"All you need for a movie is a girl and a gun," Jean-Luc Godard said, though he claimed he was quoting D.W. Griffith. But whether it was the man who made Breathless who proffered that formula or the guy who made The Birth of a Nation, they obviously didn't know everything there is to know about filmmaking: You need a tank-top, too.
Tomb Raider — the (deep breath) movie of the reboot of the twentysomething-year-old video game franchise that was previously adapted into a pair of Angelina Jolie-starring adventures in the early aughts — was directed by one Roar Uthaug (!), who in this English-language debut demonstrates the visionary ability that eluded the big-time directors of generations past. For lo, he has secured the requisite tank-top, and inside it he has secured Alicia Vikander, the Swedish Oscar winner who has evidently been waiting for a project that would showcase her formidable grip strength.
In Tomb Raider, she dangles from a variety of objects (tree branches, cliffsides, rusted-out World War II bombers) above a hodgepodge of hazards (angry seas, bottomless pits, Dominic West's hair extensions). Tom Holland, our current Amazing Spider-Man, has never flouted gravity with such sweat-stained elan.
In this iteration of video game hero Lara Croft, she's the daughter of a widowed and incredibly rich businessman of some unspecified kind who mysteriously vanished seven years prior. That'd be Mr.
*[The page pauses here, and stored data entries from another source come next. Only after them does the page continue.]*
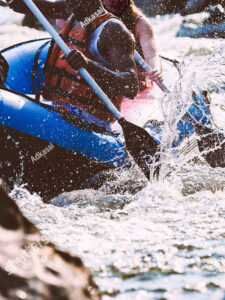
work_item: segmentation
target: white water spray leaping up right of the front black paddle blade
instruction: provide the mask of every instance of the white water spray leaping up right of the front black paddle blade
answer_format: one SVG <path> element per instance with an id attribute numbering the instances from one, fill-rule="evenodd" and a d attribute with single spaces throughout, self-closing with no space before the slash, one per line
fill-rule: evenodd
<path id="1" fill-rule="evenodd" d="M 166 95 L 166 97 L 164 96 L 161 99 L 161 108 L 165 119 L 161 145 L 162 149 L 167 149 L 166 152 L 163 153 L 164 156 L 162 156 L 163 168 L 161 178 L 164 178 L 168 174 L 171 164 L 179 168 L 184 162 L 196 156 L 196 152 L 192 152 L 192 156 L 188 155 L 186 158 L 183 156 L 178 157 L 177 151 L 171 149 L 173 141 L 178 137 L 177 123 L 182 119 L 182 116 L 185 115 L 193 103 L 192 91 L 195 91 L 196 87 L 200 87 L 202 90 L 208 90 L 211 93 L 210 110 L 212 117 L 206 114 L 204 114 L 204 116 L 210 120 L 212 128 L 219 129 L 220 132 L 224 131 L 225 122 L 221 122 L 221 115 L 223 115 L 224 120 L 222 110 L 224 111 L 223 105 L 225 99 L 224 50 L 225 44 L 222 42 L 219 47 L 214 48 L 212 51 L 205 51 L 205 55 L 201 60 L 199 60 L 199 57 L 195 57 L 198 52 L 194 51 L 194 56 L 183 60 L 179 65 L 179 73 L 181 76 L 174 85 L 172 94 Z M 189 51 L 188 53 L 190 56 L 191 52 Z M 199 53 L 202 52 L 200 51 Z M 217 99 L 216 104 L 214 99 Z M 219 99 L 220 104 L 218 103 Z M 220 109 L 220 112 L 217 114 L 214 113 L 215 105 Z"/>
West, a way-too-frequent presence in voiceover, going on and on about "The Ordeals of Himiko," "the Cavern of Souls," "the Faces of Himiko," and finally, Himiko's "Army of 1,000 Handmaidens," who presumably vanquish all Enemies of Himiko with their fully-functional reproductive organs and/or armloads of Emmy Awards.
Anyway, the old man's various executors and lieutenants want Lara to sign papers declaring him dead — a formality that will also unlock her vast inheritance — but she won't hear of it. So she scrapes out a living delivering takeout via bicycle in London, an arrangement that leaves her behind on the dues at the MMA gym where we meet her her getting her lingonberries stewed and her herring pickled, but refusing to tap out until her sparring partner nearly suffocates her.
If you're already rolling your eyes at how artlessly the movie establishes her familiarity with martial arts and her indomitable spirit, I've got bad news for you: This shaky first act is the movie's least yawn-inducing. A posthumous message from her father sets Lara off on a mission to discover his fate, and she hires Lu Ren (Daniel Wu), a drunken boat captain to take her to an "uninhabitable" island in the middle of "The Devil Sea" — a place that, after the movie spends an entire sequence setting up how hidden and inhospitable and dangerous it is, will later turn out to be easily accessible by helicopter. En route to that secret island (actually South African wine country), Vikander buckles more swashes than she ever has in a movie, but all we learn from these exercises is how much less interesting it is to watch her work her way through the Hero's Journey than, say, Daisy Ridley or Jennifer Lawrence.
But it isn't fair to lay the movie's frantic inertia at Vikander's boots alone. Tomb Raider V.2 is an imagination-negation engine so powerful that even Dominic West and Kristin Scott Thomas and Derek Jacobi (!) and Walton Goggins — an absolutely electrifying malefactor in the The Shield and Justified — only register as set decoration. The machinations of fate never cease to amaze me, particularly with regard to how often they require superb actors like Goggins to say things like "the machinations of fate never cease to amaze me" in crappy movies like this one.
Nothing in the film is memorable. Not a shot, a line, certainly not one entire scene. It's isn't awful, but its invasive, thudding mediocrity will make you wish it were. With its daddy issues and its not-particularly-thoughtful treasure maps and puzzles, Tomb Raider has more than a whiff of Indiana Jones and the Last Crusade about it, but Indiana Jones and the Kingdom of the Crystal Skull — the widely reviled vestigial tail on the franchise the Tomb Raider games and movies were copying even in their earliest iterations — had more resourceful women, funnier jokes and more imaginative set pieces than this movie. It also didn't make you wait 90 minutes before anyone raided a tomb.
Inevitably, there's an dull coda that sets up a sequel, but by that point you'll have been vainly searching the frame for the words GAME OVER for at least half an hour. The screening I saw was preceded by a trailer for Ready Player One, Steven Spielberg's adaptation of Ernest Cline's novel about a teen in the year 2045 whose obsession with 80s and 90s pop culture allows him to triumph over an evil corporation. It's hard to imagine Spielberg's film will posit 90s nostalgia as a more destructive force that Tomb Raider does.